Engravings

 

 

Our company was founded in 1959 by Jerry Baden as Baden's House of Trophies. It has had several names and owners since then, becoming Vermont Trophy & Engraving in 1974. It has for many years been considered the highest quality awards manufacturer in the region.

In 1996 we - Steve & Margi Swett – decided we'd like to try working together curious to see how our marriage and the business model we'd developed through careers in banking, non-profit and economic development would survive and perhaps even prosper. We've been very lucky on both counts! Our plan was to buy a value-added business and focus it on the B2B market by developing long-term partnerships with our clients. Our business model is to offer the finest engraving – much of it with proprietary techniques - the most advanced technology handled by the most talented, dedicated staff in our industry. We couple that with the highest quality, innovative products and business etiquette which we are terribly distressed to find so rare these days.

There are items we engrave which their manufacturers cannot (Cross and Danforth to name but two.) We engrave crystal which few engravers attempt and we'd hold ours up to anyone in the industry who specializes in it.

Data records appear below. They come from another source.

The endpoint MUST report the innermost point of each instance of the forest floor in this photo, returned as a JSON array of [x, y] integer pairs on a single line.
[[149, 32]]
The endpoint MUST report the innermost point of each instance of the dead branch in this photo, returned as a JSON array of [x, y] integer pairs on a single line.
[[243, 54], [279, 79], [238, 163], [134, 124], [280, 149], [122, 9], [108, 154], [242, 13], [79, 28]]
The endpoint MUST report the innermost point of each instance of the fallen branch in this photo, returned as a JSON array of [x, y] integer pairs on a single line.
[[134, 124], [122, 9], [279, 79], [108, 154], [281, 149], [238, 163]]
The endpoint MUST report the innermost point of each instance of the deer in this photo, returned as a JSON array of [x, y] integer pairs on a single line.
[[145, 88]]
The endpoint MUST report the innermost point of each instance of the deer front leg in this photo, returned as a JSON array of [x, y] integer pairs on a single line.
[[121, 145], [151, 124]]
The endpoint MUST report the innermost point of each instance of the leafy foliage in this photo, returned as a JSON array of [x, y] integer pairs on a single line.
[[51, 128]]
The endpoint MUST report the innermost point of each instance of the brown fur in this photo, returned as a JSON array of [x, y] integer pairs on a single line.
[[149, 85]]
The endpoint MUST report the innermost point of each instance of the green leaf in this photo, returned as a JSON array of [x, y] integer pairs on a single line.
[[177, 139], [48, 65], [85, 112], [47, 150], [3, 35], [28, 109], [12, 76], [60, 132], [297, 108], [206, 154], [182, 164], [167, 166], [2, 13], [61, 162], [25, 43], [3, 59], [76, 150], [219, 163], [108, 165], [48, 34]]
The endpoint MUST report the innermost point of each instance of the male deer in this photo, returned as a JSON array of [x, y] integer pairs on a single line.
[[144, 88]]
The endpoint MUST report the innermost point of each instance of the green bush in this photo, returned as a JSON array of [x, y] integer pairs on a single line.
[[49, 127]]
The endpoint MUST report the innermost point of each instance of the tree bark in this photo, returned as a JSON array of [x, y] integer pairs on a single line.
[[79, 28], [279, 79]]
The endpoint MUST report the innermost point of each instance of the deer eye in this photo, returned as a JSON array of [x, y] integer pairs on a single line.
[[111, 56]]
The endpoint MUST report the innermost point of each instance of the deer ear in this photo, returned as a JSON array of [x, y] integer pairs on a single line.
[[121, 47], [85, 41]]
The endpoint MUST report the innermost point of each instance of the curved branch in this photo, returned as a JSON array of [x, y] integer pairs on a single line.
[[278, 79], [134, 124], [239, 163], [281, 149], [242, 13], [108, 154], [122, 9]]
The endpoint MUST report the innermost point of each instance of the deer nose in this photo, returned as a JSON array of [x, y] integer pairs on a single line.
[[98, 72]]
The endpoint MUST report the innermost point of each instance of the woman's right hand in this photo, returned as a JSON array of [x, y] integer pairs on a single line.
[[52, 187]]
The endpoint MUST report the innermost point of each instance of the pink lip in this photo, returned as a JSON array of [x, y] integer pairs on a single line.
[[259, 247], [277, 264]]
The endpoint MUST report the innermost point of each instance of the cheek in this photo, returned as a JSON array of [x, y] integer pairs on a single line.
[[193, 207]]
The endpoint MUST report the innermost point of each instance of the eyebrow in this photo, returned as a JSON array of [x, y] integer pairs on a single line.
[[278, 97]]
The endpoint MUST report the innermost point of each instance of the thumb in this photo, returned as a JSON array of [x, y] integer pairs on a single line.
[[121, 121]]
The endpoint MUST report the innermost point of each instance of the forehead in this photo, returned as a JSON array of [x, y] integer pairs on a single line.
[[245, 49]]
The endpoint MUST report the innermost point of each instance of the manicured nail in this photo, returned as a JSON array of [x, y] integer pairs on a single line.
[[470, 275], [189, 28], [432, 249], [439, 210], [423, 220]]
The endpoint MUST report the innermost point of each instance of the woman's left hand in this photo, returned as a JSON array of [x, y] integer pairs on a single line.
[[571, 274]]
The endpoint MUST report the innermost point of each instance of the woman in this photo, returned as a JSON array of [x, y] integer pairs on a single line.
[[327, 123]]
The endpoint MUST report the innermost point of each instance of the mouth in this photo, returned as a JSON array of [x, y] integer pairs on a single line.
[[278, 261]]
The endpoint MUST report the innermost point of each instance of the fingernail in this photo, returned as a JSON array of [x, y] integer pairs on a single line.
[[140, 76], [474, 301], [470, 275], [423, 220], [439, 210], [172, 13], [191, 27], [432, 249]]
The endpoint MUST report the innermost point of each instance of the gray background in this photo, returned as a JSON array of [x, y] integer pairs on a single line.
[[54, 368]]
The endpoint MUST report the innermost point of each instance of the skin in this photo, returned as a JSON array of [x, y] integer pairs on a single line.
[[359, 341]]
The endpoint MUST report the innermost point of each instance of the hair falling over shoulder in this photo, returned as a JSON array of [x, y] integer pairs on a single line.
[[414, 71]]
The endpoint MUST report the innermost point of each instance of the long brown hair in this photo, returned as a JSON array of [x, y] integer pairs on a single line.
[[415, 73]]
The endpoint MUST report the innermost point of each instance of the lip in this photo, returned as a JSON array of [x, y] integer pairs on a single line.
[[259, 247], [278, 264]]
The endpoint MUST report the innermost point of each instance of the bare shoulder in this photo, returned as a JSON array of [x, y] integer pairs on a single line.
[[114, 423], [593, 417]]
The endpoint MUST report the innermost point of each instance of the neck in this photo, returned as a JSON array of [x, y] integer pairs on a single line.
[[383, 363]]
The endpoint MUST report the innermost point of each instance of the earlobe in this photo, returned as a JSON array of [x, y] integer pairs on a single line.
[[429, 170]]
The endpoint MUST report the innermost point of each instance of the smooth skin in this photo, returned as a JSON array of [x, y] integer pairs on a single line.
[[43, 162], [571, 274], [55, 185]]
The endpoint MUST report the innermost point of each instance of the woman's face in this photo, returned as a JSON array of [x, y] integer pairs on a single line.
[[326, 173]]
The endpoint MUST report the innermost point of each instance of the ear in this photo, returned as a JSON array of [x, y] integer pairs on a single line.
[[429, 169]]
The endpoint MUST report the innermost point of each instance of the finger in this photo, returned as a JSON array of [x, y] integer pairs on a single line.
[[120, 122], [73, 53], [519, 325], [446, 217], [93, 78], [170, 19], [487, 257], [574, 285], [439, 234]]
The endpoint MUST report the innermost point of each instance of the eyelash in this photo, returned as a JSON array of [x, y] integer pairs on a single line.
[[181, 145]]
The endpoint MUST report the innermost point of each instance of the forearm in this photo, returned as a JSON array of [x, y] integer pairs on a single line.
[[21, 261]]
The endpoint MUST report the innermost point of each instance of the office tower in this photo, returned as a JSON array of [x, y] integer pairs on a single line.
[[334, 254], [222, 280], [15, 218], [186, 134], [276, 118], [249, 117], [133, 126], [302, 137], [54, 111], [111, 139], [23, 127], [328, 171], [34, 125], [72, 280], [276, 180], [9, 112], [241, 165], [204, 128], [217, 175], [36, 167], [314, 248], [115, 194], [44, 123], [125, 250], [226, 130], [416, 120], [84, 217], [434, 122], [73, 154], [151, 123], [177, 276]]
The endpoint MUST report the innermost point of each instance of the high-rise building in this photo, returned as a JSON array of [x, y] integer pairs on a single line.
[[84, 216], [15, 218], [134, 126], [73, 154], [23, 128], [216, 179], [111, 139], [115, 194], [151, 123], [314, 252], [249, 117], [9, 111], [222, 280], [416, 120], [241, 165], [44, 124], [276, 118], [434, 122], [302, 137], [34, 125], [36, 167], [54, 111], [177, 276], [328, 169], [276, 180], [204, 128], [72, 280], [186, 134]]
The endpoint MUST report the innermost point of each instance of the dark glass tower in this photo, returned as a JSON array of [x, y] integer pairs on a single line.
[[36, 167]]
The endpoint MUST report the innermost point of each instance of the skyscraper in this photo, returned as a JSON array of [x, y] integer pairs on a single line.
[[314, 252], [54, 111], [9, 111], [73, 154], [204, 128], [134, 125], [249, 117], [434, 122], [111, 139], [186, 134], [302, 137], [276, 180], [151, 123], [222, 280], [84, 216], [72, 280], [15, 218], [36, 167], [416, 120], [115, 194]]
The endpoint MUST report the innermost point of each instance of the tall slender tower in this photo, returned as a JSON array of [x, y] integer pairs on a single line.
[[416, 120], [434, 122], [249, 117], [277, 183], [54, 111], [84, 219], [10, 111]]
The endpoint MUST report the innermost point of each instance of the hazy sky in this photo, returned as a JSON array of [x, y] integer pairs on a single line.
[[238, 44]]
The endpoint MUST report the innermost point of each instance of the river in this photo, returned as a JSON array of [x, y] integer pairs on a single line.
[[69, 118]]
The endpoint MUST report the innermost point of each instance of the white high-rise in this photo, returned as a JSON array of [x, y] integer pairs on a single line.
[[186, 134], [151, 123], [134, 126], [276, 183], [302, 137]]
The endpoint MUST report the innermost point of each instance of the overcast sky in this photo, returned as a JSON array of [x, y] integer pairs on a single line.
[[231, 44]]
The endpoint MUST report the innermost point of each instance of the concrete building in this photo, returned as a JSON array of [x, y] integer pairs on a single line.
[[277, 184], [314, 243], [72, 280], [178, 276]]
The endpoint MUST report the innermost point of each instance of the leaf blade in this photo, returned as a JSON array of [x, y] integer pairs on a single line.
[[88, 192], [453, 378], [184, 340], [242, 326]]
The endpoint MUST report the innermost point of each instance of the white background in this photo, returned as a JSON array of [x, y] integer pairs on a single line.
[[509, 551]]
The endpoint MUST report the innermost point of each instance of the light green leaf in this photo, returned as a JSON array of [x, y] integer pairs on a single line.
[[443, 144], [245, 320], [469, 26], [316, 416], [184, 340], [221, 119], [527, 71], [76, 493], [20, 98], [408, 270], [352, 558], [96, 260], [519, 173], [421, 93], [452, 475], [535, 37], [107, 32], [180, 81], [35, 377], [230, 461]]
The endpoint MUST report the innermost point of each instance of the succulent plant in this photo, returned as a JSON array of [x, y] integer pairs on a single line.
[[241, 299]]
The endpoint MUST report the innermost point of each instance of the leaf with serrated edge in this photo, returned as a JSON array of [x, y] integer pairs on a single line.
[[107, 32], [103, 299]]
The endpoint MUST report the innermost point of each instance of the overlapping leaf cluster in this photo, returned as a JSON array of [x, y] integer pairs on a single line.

Our mission is to find ways to say yes - to be creative in problem solutions - not obstructionist and discouraging. We all answer the phone…there are no menus. There is no production line, just individual production benches used by trained, skilled members of our team.

We hope you will learn a bit about us from this site but we must note that it is merely a glimpse, not a full portrait. If there is something you need that you don't find – call us. As noted above, a human being will answer the phone Monday – Friday 8-5.

Dawn Hartman, our production manager, has an extensive background in mechanical and design areas which range from engineering and tooling, to photography. She tied herself for 2nd place in two categories in a nationwide engraving contest. One item was a proprietary pen engraving method that allows us to do multiple lines, fonts and artwork which no pen manufacturer can do. The other was for the “Pension Works' sign seen at the bottom of the sign page. It involved a multicolor logo which required many exacting tool path creations, each with it's own color-fill and tooling changes, that few engravers could even attempt it.